Plaignant
M. John Poliquin
Mis en cause
Dimanche-Matin
[Montréal]
Représentant du mis en cause
M. Claude
Laverge (chef de l’information, Dimanche-Matin [Montréal])
Résumé de la plainte
Le 4 juillet
1982, Dimanche-Matin publie à la «une» et en page trois une photo montrant le
cadavre d’un automobiliste gisant dans son sang. Cet hebdomadaire fait ainsi
preuve de sensationnalisme et démontre un manque de respect pour les proches de
la victime. Les policiers devraient peut-être interdire aux photographes de
presse de prendre de telles photographies.
Griefs du plaignant
Le Conseil de
presse a terminé l’étude de la plainte de monsieur John Poliquin qui reprochait
à votre journal sa publication, à la une et en page trois de l’édition du 4
juillet 1982, d’une photo montrant le cadavre d’un automobiliste gisant dans
son sang. Cette photo à la une était accompagnée du titre: «La « 13 »

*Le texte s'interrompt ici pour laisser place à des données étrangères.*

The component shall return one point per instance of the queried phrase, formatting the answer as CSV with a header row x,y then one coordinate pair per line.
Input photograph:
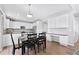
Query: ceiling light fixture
x,y
29,14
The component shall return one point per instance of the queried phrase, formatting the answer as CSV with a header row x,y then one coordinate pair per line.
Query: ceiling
x,y
39,11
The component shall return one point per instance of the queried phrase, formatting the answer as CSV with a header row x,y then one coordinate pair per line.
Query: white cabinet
x,y
63,40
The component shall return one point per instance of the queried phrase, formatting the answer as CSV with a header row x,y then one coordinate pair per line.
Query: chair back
x,y
32,37
42,35
12,40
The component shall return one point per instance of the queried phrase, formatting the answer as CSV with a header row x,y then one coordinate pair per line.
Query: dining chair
x,y
41,41
29,43
14,46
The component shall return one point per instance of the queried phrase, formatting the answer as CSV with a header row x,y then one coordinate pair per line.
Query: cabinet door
x,y
64,40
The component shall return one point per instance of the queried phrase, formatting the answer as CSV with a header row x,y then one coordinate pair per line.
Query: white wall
x,y
40,26
64,24
14,24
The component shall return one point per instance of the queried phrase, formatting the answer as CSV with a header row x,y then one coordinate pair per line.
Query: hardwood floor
x,y
53,48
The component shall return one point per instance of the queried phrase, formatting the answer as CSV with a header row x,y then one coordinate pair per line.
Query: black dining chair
x,y
29,43
41,41
14,46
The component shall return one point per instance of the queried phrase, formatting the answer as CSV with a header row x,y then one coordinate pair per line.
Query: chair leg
x,y
35,49
28,51
38,48
13,51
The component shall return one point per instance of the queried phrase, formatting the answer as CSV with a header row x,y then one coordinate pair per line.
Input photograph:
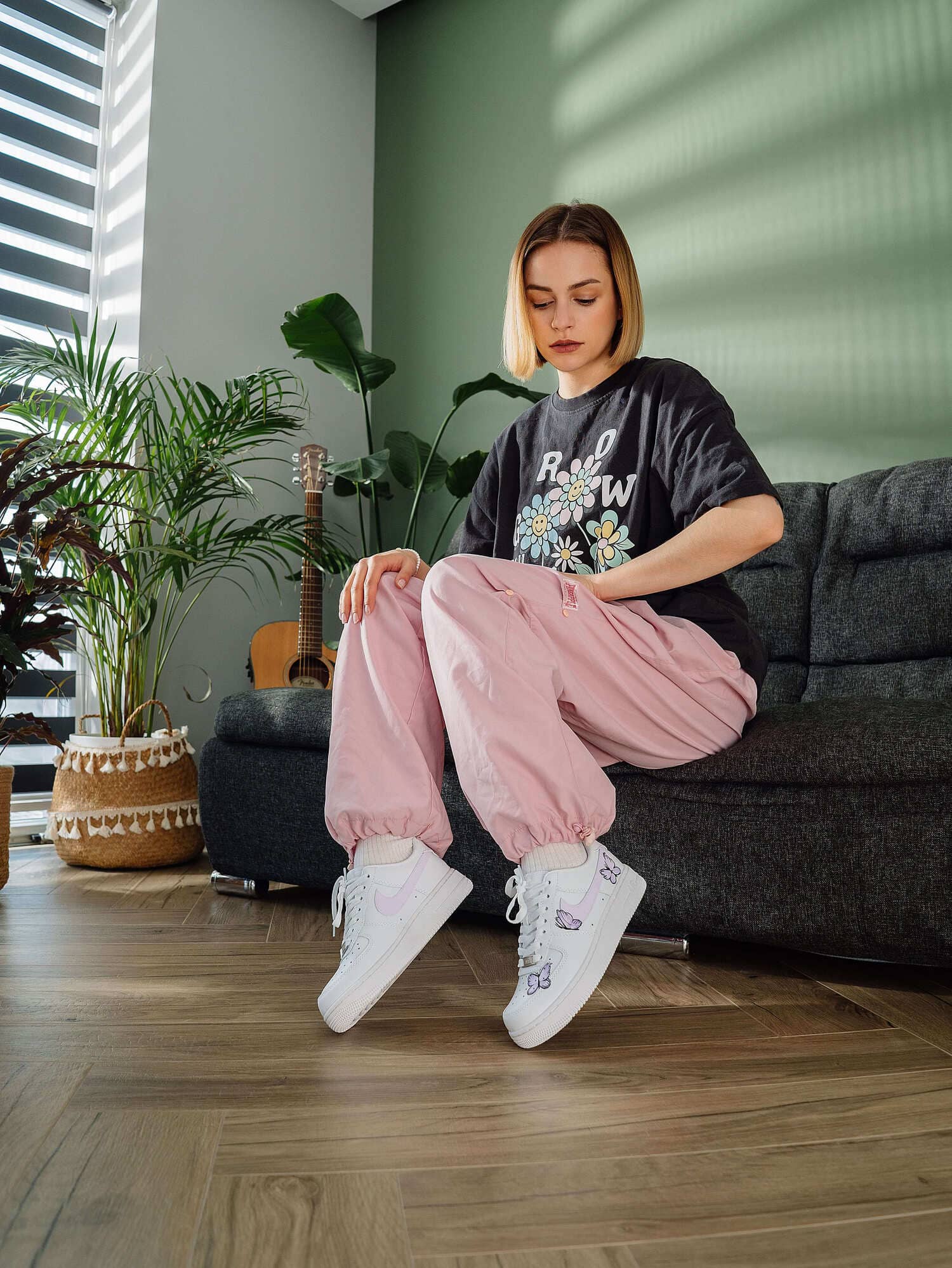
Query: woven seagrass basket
x,y
5,788
126,803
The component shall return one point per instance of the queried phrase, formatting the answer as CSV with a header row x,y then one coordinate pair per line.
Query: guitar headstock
x,y
311,461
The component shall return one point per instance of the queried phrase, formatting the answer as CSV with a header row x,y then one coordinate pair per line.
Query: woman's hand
x,y
360,588
588,580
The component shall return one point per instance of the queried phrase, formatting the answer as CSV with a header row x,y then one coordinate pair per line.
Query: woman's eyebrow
x,y
587,282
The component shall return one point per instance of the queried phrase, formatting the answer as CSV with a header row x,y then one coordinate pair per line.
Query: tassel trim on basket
x,y
162,752
171,814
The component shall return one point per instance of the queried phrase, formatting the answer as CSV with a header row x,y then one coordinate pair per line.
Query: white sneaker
x,y
572,921
392,912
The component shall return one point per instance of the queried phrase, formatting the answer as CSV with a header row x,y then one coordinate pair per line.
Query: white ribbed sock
x,y
383,849
557,854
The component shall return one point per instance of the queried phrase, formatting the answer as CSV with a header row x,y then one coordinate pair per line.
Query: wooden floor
x,y
170,1096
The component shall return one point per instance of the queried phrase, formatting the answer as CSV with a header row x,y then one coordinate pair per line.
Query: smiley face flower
x,y
535,528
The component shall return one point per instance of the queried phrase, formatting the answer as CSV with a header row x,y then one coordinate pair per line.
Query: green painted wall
x,y
781,169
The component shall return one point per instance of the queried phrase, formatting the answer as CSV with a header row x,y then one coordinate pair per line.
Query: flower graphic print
x,y
604,542
576,490
535,531
611,539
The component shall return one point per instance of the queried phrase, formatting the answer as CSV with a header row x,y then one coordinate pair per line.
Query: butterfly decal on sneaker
x,y
567,922
611,871
539,979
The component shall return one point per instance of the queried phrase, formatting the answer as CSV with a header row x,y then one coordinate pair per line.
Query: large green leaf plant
x,y
174,519
327,331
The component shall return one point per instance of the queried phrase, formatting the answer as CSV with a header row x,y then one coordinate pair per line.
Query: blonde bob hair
x,y
572,222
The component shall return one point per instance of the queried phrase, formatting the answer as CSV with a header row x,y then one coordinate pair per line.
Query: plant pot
x,y
126,803
5,786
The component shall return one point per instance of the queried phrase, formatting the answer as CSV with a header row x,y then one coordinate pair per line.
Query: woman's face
x,y
563,310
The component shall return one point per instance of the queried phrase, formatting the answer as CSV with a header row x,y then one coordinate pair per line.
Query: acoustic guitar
x,y
293,653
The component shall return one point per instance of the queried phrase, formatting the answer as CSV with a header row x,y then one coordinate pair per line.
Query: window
x,y
53,67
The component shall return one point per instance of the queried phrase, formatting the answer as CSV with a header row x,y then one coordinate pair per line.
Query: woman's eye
x,y
581,301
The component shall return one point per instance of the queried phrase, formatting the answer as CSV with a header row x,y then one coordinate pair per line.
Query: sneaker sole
x,y
592,970
362,997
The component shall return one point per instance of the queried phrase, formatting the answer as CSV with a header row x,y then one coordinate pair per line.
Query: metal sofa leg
x,y
654,944
241,885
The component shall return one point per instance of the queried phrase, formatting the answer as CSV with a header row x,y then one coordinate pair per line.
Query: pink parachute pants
x,y
538,685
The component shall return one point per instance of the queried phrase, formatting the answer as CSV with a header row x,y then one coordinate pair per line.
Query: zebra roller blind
x,y
53,57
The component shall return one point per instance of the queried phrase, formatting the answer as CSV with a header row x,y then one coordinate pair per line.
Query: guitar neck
x,y
311,623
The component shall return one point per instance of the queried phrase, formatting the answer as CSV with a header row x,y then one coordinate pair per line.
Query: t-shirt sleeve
x,y
477,534
709,463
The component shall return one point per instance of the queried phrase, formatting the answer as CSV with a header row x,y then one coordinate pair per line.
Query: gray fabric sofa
x,y
827,827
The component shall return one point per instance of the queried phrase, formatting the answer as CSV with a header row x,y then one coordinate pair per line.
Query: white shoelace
x,y
526,890
345,889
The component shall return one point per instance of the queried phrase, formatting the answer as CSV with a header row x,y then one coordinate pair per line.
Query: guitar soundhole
x,y
307,672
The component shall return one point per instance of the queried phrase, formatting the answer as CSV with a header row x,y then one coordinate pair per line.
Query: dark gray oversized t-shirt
x,y
588,484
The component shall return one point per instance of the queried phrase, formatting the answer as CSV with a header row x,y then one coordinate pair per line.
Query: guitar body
x,y
293,653
277,661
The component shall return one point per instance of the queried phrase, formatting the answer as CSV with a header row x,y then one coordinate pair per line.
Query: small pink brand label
x,y
569,598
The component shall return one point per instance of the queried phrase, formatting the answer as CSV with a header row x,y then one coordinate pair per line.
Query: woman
x,y
585,621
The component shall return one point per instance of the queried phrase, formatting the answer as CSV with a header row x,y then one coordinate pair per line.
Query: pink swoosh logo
x,y
585,907
388,904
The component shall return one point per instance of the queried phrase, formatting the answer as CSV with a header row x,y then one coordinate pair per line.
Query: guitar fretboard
x,y
311,624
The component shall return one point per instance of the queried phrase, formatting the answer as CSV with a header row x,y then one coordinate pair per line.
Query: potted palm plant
x,y
34,533
180,525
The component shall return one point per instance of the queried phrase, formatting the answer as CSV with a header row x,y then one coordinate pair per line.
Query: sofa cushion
x,y
837,741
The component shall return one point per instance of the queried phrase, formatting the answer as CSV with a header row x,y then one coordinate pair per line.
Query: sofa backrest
x,y
856,598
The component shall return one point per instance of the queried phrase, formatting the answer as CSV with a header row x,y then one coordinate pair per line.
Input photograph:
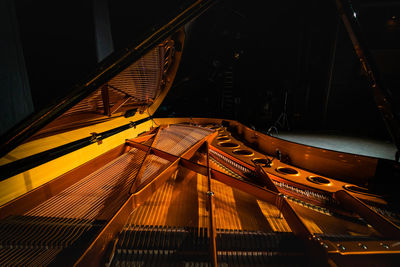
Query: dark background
x,y
239,60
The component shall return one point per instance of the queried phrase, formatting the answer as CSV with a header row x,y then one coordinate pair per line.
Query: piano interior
x,y
101,182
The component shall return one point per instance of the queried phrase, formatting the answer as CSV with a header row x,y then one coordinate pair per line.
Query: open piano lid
x,y
130,83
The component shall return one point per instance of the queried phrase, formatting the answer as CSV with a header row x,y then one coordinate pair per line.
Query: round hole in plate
x,y
223,138
243,152
356,189
318,180
287,170
261,161
228,144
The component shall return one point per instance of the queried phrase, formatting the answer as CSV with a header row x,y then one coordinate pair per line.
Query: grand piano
x,y
96,180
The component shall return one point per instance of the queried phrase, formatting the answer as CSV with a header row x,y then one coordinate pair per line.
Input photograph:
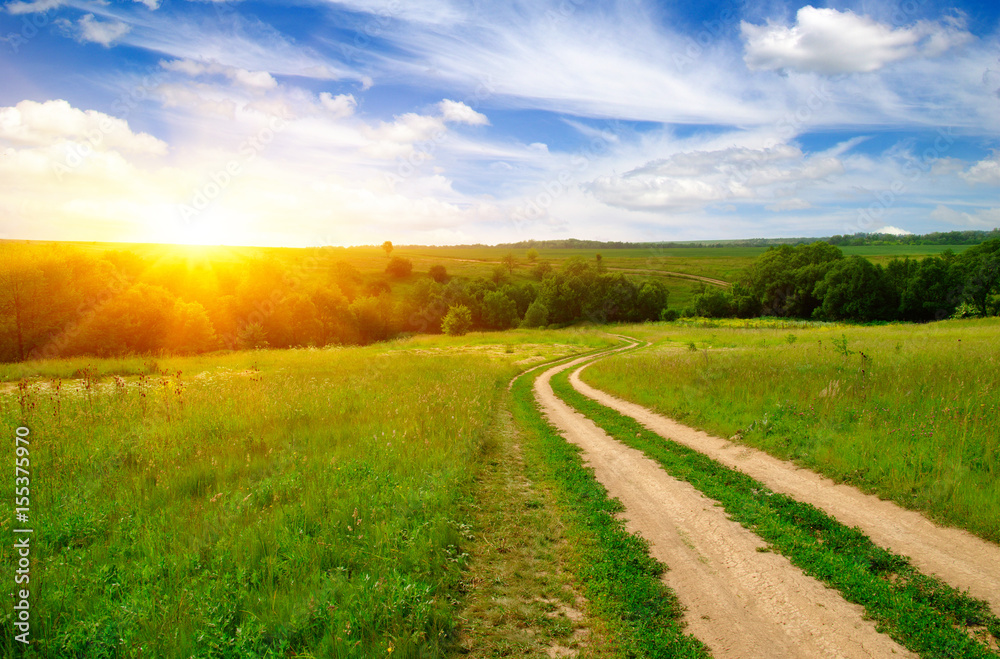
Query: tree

fatale» et en page trois d’un texte identifiant la victime. Cette façon sensationnelle
de faire l’information démontrait, selon le plaignant, un manque élémentaire de
respect pour les proches de la victime.
Pour prévenir la
répétition de ce genre d’incidents et éviter qu’on accorde un traitement de faveur
à une certaine presse qui exploite les faits divers à la une», monsieur
Poliquin se demandait si, dans de telles circonstances, les policiers ne
devraient pas interdire aux photographes de presse de prendre de telles photos.
Si tel était le cas, les policiers auraient-ils à faire face à une accusation
d’entrave au métier de journaliste, s’enquérait-il?
Commentaires du mis en cause
Vous expliquiez
au Conseil, pour votre part, que l’intention de votre journal était d’inciter,
en ce début de la période estivale, le public à la prudence et à la sécurité
routière en montrant les conséquences des dangers de la route.
Vous étiez en
outre d’avis qu’une mort violente de ce type ne pouvait être considérée comme
faisant partie de la vie privée d’une famille, la loi prévoyant un processus
d’enquêtes publiques dans de tels cas dont, entre autres, celle du coroner.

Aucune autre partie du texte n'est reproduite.